How `IPv6'-ready are your hosts? I know that Debian has set a goal to
push for full IPv6 support in the next release. When you add IPv6
addresses for your hosts, gethostbyname returns the v6 ones. Coda
doesn't handle those correctly at the moment and simply uses the first
32 bits as if it were an IPv4 address.

Does anybody know the preferred way to get the v4 addresses when
available, instead of the v6 one.

> That said, Coda is the only application whose host finding behavior
> has broken recently, it broke across a Coda upgrade on a running
> system (no reboot), not a Debian update, and the problem seems common
> among many platforms.

Well, if glibc got upgraded earlier or the IPv6 addresses were added on
the server, but the VLDB was only rebuilt after the Coda upgrade.

> I hope you won't ignore Greg Troxel's hypotheses.

I don't ignore problems, in fact I've been scrutinizing the code. There
is only one place where the client uses gethostbyname and it is only
used during startup to resolve the names of the rootservers. If none of
those succeed an assertion is triggered.

The rootservers are then contacted for the name of the rootvolume, which
is the first RPC2 call a client makes. If it fails, the client displays
"Can't get rootvolume name" and keeps trying. This can be a result of
gethostbyname returning the wrong addresses, network connectivity
problems, or a not running or not-completely configured server.
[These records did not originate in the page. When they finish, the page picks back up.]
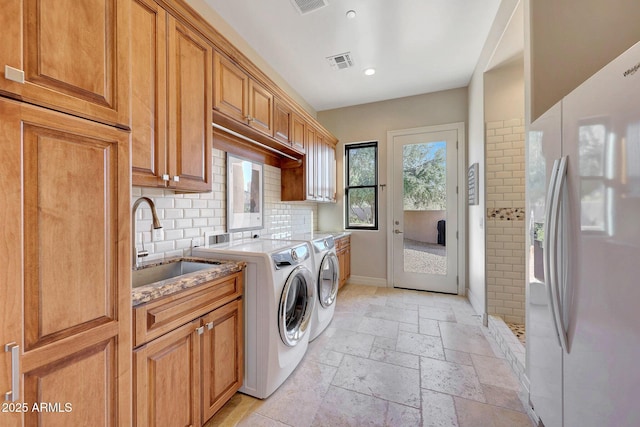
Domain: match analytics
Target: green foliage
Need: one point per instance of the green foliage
(424, 173)
(362, 171)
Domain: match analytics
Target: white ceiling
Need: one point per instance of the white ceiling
(416, 46)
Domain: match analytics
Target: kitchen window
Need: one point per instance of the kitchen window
(361, 191)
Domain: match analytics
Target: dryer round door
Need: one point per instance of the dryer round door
(328, 279)
(296, 306)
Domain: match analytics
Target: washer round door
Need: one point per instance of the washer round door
(296, 306)
(328, 279)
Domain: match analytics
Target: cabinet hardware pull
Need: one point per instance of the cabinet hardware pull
(14, 393)
(13, 74)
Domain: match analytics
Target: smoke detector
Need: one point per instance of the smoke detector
(341, 61)
(306, 6)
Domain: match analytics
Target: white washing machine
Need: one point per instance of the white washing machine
(327, 278)
(279, 299)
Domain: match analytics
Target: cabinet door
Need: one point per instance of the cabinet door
(260, 108)
(69, 55)
(167, 379)
(231, 85)
(65, 279)
(298, 132)
(282, 123)
(190, 116)
(222, 356)
(148, 93)
(320, 170)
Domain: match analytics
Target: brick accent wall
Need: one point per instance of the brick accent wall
(185, 217)
(505, 230)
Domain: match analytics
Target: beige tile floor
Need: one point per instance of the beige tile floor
(396, 358)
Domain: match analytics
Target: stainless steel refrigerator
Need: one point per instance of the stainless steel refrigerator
(583, 213)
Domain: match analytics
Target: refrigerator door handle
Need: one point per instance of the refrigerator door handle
(554, 262)
(559, 260)
(547, 244)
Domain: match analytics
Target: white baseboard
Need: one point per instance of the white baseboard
(369, 281)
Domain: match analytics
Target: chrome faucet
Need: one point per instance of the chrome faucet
(156, 225)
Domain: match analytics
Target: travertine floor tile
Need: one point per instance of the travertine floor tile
(421, 345)
(494, 371)
(451, 378)
(350, 342)
(392, 313)
(348, 408)
(438, 409)
(476, 414)
(392, 358)
(467, 338)
(395, 357)
(379, 327)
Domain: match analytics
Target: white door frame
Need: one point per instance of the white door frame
(459, 127)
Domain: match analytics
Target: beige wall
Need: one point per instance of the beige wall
(239, 43)
(371, 122)
(504, 91)
(572, 39)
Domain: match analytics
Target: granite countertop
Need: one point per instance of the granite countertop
(219, 268)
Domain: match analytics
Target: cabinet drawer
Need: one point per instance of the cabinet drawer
(166, 313)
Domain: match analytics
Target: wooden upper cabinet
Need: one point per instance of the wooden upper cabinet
(231, 86)
(190, 109)
(240, 97)
(260, 108)
(282, 122)
(148, 93)
(171, 101)
(68, 55)
(298, 132)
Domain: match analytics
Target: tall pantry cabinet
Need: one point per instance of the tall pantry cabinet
(65, 311)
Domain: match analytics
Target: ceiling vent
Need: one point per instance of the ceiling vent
(341, 61)
(306, 6)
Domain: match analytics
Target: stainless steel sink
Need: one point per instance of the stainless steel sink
(156, 273)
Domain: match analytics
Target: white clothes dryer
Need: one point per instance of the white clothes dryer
(279, 299)
(327, 270)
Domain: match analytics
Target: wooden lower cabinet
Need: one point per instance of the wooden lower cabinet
(167, 379)
(343, 252)
(185, 376)
(222, 356)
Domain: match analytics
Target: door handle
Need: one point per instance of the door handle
(13, 394)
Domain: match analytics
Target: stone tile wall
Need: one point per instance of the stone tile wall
(505, 231)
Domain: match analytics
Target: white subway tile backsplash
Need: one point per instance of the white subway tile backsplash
(505, 188)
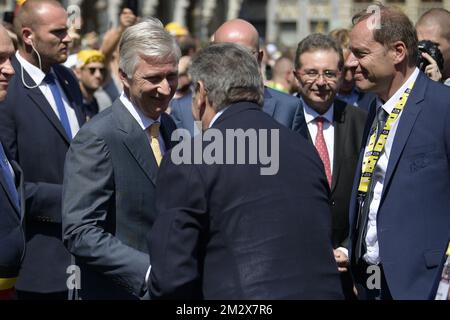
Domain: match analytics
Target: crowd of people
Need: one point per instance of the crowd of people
(112, 161)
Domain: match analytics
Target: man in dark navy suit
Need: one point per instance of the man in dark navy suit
(12, 241)
(282, 107)
(39, 118)
(238, 233)
(399, 211)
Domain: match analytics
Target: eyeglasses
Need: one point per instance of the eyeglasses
(93, 69)
(328, 75)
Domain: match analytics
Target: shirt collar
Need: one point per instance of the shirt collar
(143, 121)
(35, 73)
(389, 105)
(311, 114)
(218, 114)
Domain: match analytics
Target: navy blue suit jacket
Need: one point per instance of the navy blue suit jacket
(231, 233)
(282, 107)
(348, 122)
(12, 239)
(414, 215)
(32, 133)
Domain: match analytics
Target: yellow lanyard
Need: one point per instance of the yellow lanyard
(375, 148)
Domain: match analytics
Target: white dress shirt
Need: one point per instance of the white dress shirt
(143, 121)
(328, 128)
(372, 255)
(38, 76)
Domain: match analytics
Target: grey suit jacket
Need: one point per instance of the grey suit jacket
(348, 122)
(108, 203)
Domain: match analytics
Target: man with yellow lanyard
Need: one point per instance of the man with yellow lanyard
(400, 208)
(12, 242)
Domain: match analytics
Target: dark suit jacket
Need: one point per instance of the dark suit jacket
(282, 107)
(348, 122)
(231, 233)
(413, 219)
(12, 239)
(109, 202)
(35, 138)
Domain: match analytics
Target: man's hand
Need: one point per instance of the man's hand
(341, 260)
(432, 70)
(127, 18)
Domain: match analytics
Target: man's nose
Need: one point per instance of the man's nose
(351, 61)
(164, 87)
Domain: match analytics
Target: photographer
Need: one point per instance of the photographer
(433, 25)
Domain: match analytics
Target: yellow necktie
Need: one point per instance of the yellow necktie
(154, 143)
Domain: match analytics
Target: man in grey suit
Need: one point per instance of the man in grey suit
(280, 106)
(110, 173)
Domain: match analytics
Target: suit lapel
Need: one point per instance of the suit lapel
(300, 124)
(19, 176)
(166, 131)
(340, 134)
(405, 125)
(135, 140)
(8, 194)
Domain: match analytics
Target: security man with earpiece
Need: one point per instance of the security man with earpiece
(39, 118)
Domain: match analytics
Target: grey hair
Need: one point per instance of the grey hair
(149, 39)
(230, 74)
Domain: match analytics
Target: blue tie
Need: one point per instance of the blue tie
(5, 171)
(50, 80)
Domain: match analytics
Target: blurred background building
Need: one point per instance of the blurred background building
(283, 22)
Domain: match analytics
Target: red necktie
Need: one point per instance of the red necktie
(321, 147)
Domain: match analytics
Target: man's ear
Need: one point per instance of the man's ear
(124, 79)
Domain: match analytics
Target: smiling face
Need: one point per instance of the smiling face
(318, 76)
(6, 69)
(152, 85)
(371, 62)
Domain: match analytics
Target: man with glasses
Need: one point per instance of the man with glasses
(334, 128)
(90, 71)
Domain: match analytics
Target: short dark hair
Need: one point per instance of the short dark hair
(395, 26)
(318, 41)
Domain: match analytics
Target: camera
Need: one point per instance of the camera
(432, 49)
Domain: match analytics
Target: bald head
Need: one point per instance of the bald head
(238, 31)
(30, 14)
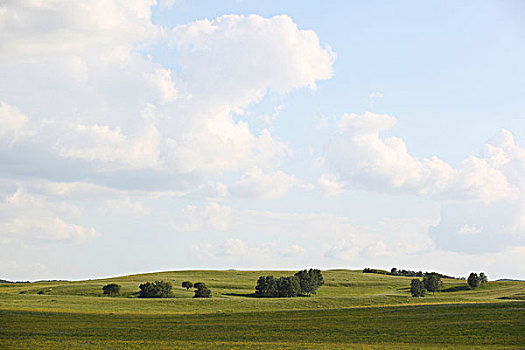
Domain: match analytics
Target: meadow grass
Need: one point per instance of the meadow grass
(352, 310)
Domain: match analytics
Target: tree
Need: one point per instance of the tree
(111, 289)
(187, 285)
(483, 278)
(473, 280)
(417, 289)
(198, 284)
(157, 289)
(432, 282)
(266, 287)
(288, 286)
(202, 291)
(309, 281)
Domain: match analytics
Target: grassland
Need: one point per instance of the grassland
(352, 310)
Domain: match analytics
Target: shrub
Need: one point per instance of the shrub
(157, 289)
(473, 280)
(305, 282)
(432, 282)
(202, 291)
(199, 284)
(187, 285)
(111, 289)
(483, 278)
(309, 281)
(417, 289)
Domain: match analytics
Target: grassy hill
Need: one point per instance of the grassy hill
(352, 310)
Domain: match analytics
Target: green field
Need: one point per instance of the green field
(352, 310)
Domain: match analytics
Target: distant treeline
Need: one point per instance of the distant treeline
(303, 283)
(407, 273)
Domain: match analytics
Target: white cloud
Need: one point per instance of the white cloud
(255, 183)
(95, 96)
(237, 59)
(374, 95)
(123, 207)
(362, 157)
(30, 218)
(13, 123)
(212, 217)
(469, 230)
(292, 251)
(162, 80)
(329, 186)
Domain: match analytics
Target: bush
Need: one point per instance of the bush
(266, 287)
(202, 291)
(417, 289)
(483, 278)
(288, 286)
(199, 284)
(187, 285)
(309, 281)
(305, 282)
(432, 282)
(111, 289)
(157, 289)
(473, 280)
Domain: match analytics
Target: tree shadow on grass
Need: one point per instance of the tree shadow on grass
(247, 295)
(456, 289)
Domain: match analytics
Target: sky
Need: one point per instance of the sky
(141, 136)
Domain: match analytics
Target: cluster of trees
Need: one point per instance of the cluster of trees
(157, 289)
(474, 280)
(431, 283)
(111, 289)
(201, 291)
(406, 273)
(304, 283)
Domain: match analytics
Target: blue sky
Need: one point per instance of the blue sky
(137, 136)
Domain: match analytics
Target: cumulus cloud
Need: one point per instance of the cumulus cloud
(31, 219)
(329, 186)
(13, 124)
(255, 183)
(268, 54)
(482, 201)
(94, 94)
(362, 157)
(212, 217)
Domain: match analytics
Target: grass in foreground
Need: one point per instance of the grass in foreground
(424, 326)
(352, 310)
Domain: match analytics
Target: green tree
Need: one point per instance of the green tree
(473, 280)
(199, 284)
(432, 282)
(111, 289)
(187, 285)
(157, 289)
(309, 281)
(202, 292)
(266, 287)
(288, 286)
(483, 278)
(417, 288)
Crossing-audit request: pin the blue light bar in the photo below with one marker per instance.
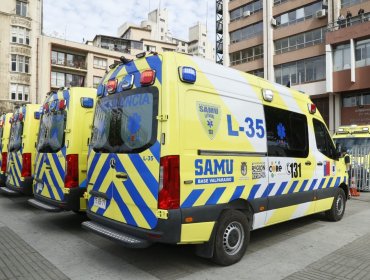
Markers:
(187, 74)
(100, 90)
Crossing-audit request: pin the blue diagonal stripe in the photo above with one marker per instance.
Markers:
(124, 209)
(140, 203)
(145, 174)
(281, 188)
(156, 64)
(237, 193)
(93, 165)
(329, 182)
(313, 184)
(321, 183)
(294, 184)
(337, 182)
(253, 192)
(304, 184)
(155, 150)
(192, 198)
(215, 196)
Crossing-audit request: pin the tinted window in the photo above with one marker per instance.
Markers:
(51, 133)
(286, 133)
(126, 122)
(323, 140)
(16, 132)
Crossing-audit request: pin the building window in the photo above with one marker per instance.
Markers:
(20, 63)
(299, 41)
(342, 57)
(59, 79)
(21, 8)
(100, 62)
(298, 15)
(96, 81)
(362, 53)
(246, 32)
(20, 35)
(302, 71)
(19, 92)
(246, 55)
(246, 10)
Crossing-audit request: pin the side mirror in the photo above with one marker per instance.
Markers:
(87, 102)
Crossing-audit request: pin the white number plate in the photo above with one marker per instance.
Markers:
(100, 202)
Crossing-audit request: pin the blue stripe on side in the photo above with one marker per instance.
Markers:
(337, 182)
(58, 165)
(144, 172)
(321, 183)
(124, 209)
(281, 188)
(156, 64)
(268, 190)
(155, 150)
(253, 192)
(313, 184)
(329, 183)
(140, 203)
(304, 184)
(294, 184)
(237, 193)
(132, 69)
(93, 165)
(192, 198)
(213, 199)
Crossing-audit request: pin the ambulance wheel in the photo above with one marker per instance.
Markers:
(337, 209)
(232, 238)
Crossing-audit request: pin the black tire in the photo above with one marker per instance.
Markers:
(232, 238)
(339, 206)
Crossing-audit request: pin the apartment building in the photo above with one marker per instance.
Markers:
(65, 63)
(20, 27)
(298, 42)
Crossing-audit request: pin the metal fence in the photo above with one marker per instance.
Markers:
(360, 167)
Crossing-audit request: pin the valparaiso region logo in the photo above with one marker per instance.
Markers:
(209, 116)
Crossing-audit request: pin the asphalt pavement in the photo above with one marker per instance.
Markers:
(39, 245)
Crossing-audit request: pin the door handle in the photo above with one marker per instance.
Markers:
(122, 175)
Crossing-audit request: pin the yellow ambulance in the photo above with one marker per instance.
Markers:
(63, 139)
(4, 141)
(185, 151)
(22, 151)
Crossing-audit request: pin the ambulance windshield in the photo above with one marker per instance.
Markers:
(347, 144)
(16, 132)
(126, 122)
(51, 134)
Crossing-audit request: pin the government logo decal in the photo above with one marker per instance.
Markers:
(209, 116)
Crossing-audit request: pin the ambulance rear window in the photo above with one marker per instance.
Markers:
(126, 122)
(51, 133)
(16, 132)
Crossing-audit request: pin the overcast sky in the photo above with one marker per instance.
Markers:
(76, 20)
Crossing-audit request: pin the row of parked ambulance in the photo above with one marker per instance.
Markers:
(175, 149)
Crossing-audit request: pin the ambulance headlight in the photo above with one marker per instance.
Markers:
(187, 74)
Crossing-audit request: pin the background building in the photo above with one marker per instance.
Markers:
(290, 42)
(20, 28)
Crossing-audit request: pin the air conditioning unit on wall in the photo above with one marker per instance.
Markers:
(321, 13)
(246, 13)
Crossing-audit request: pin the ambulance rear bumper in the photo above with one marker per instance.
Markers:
(166, 231)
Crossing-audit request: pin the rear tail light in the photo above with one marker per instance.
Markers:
(26, 165)
(169, 194)
(71, 177)
(4, 161)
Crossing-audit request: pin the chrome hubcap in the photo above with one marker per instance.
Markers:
(233, 238)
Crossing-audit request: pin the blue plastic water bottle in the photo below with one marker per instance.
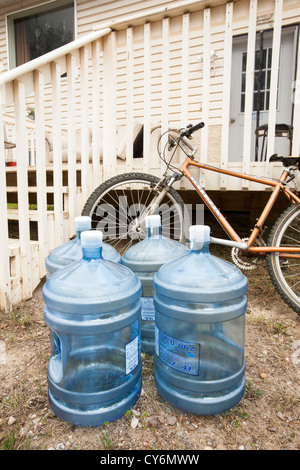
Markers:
(71, 251)
(93, 309)
(200, 306)
(144, 259)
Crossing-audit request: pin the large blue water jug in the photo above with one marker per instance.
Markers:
(93, 309)
(200, 304)
(71, 251)
(144, 259)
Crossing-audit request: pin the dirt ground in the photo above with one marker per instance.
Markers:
(267, 417)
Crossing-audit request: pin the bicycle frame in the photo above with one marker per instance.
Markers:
(278, 185)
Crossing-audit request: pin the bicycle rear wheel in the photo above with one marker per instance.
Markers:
(117, 206)
(285, 271)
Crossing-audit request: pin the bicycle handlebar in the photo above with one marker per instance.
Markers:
(191, 129)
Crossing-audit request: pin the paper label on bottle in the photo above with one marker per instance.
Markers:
(132, 355)
(180, 355)
(148, 310)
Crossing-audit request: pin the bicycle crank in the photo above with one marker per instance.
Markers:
(244, 260)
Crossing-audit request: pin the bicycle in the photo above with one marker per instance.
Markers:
(124, 201)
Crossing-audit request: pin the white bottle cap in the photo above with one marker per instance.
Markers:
(200, 233)
(91, 239)
(83, 222)
(153, 221)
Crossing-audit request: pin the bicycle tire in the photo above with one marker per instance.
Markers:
(107, 197)
(284, 273)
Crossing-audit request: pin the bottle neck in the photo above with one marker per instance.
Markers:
(199, 247)
(154, 232)
(92, 253)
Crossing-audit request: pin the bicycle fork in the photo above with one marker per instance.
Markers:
(155, 203)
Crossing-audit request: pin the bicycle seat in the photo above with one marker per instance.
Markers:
(286, 161)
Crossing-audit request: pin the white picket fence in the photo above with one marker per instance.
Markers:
(91, 97)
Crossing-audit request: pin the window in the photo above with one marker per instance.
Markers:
(39, 31)
(262, 80)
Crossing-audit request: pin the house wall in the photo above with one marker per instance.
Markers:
(91, 15)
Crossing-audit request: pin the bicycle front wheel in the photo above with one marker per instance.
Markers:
(118, 205)
(285, 271)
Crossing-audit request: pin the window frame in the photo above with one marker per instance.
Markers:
(11, 17)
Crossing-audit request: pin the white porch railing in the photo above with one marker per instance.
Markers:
(149, 75)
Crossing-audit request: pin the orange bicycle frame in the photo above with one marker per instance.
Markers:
(278, 185)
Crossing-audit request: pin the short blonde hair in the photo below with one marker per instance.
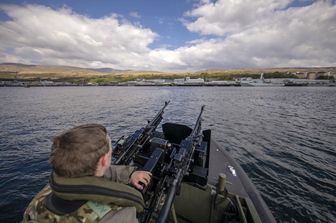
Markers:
(75, 153)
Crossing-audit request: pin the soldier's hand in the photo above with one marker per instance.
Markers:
(139, 179)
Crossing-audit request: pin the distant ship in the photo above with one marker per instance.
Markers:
(250, 82)
(290, 83)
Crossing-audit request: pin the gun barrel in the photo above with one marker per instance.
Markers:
(139, 140)
(198, 123)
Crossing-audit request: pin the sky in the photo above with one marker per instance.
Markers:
(169, 35)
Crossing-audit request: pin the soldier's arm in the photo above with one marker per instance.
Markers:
(119, 173)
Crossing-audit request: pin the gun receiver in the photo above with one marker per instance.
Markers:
(136, 141)
(177, 154)
(181, 163)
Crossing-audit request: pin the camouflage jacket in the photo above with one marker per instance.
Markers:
(90, 211)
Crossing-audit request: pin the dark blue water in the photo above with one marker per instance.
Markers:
(284, 138)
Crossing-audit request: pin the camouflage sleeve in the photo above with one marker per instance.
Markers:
(119, 173)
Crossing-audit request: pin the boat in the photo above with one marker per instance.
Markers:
(250, 82)
(291, 83)
(194, 179)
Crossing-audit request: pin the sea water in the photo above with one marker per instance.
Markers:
(284, 138)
Once the rootvolume name is obtained the rootservers are contacted
again for the volume location information, this comes directly out of
the VLDB. Sadly the VLDB contains a series of ip-addresses, one per
server and the name resolution was done _on the server_. That is why the
"127.0.0.1 localhost myhostname.domain" entry in /etc/hosts creates so
much havoc and why multihomed hosts (f.i. connected to both a private
and a public network are problematic).

> Even if it is my name service, I can't figure out what might be going
> wrong, as everything else works.

It is hard to tell as I don't see the problems occuring here. All I can
do right now is speculate and add more assertions to the code to catch
possible corner cases.

One big change in 5.3.9 was that we went from representing ip-addresses
in venus as host-order unsigned longs, to network-order struct in_addr.
But if anything is still wrong in that area, I should have seen the same
problems.

Jan
Received on 2000-10-31 08:54:23